Okay, I said I would do it, I’ve done it.
http://206.251.36.107/programming/vbointro.mhtml
This is a (fairly polished) draft using three separate demos, one with just simple geometry, one using lighting, and one with textures. Right now it’s on a mod_perl vps which has been having some “out of my hands” problems lately, so if anyone gets a time out and cannot access the site, let me know and I will have to move a static version of the pages to somewhere else.
If you are not familiar with VBO’s and are interested, it is certainly complete enough for you to read and learn from. I would very much appreciate feedback from people vis, what parts of the tutorial are confusing or unclear.

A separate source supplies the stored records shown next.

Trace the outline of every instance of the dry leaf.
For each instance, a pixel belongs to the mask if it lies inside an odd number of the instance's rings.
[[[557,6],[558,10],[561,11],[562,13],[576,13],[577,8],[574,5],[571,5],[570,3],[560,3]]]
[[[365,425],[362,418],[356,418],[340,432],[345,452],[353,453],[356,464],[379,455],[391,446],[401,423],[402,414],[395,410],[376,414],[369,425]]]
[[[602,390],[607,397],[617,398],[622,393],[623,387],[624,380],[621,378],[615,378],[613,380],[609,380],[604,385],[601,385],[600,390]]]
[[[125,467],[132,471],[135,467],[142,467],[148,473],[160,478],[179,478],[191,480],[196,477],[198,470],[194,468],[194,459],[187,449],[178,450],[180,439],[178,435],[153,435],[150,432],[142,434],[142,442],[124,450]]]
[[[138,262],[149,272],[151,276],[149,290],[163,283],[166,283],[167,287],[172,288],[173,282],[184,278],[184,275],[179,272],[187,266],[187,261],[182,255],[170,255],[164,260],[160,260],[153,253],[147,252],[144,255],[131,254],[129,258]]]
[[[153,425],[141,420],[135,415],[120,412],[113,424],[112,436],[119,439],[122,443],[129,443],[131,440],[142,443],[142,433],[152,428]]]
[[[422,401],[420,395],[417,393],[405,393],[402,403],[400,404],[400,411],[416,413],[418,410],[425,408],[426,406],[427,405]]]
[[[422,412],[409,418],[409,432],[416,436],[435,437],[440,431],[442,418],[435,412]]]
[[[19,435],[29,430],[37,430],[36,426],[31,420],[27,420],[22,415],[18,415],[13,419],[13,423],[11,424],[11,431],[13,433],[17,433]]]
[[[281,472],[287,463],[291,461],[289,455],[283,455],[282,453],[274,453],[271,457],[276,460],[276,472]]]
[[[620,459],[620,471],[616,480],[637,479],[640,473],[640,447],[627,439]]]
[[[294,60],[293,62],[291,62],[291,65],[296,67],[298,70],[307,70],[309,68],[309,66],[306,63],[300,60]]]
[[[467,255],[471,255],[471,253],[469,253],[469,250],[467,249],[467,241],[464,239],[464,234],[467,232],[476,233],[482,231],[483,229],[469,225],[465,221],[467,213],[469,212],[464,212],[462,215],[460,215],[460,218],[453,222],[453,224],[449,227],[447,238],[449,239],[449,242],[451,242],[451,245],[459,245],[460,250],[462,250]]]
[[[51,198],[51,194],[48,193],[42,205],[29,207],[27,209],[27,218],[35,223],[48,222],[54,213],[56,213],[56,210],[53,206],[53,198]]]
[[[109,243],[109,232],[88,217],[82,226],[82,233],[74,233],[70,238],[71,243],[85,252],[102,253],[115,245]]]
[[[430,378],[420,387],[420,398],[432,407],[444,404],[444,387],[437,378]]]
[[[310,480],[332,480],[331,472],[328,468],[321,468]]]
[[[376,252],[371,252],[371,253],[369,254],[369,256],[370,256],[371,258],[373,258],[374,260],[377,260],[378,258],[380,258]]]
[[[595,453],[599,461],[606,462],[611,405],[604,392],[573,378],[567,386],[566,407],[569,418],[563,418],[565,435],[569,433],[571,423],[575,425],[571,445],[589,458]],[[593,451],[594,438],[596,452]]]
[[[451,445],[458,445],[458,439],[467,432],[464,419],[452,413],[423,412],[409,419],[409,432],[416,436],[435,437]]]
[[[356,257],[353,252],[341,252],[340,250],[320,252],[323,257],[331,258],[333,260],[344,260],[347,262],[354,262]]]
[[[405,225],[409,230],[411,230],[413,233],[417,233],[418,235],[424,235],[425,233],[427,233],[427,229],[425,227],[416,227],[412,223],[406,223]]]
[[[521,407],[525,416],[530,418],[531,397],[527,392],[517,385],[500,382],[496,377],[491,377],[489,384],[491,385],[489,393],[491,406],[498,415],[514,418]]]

There are a few places where I’ve left [???] in brackets. That’s a clue that your input would be appreciated, if you already know this stuff and can provide some clarification or details.
It will probably take about 1/2 hour to read.
One further issue is that this is still a “fixed pipeline” method, which is also being obsoleted. I think that is okay, since it will probably be easier for people to learn VBOs then shaders rather than both at once. The relevance here is wrt to texturing, since as I point out, using the old functions you cannot have more than one texture per VBO. I’ve never used shaders (that’s my next task, having found a copy of the 2nd ed “orange book” at the library). Anyway, if someone could confirm that using GLSL with VBO’s circumvent this apparent problem, that be great – even better if you can come up with a couple of sentences explaining this for the first paragraph of page 3.
Anyway, I think you’ll be impressed, I put some time into this.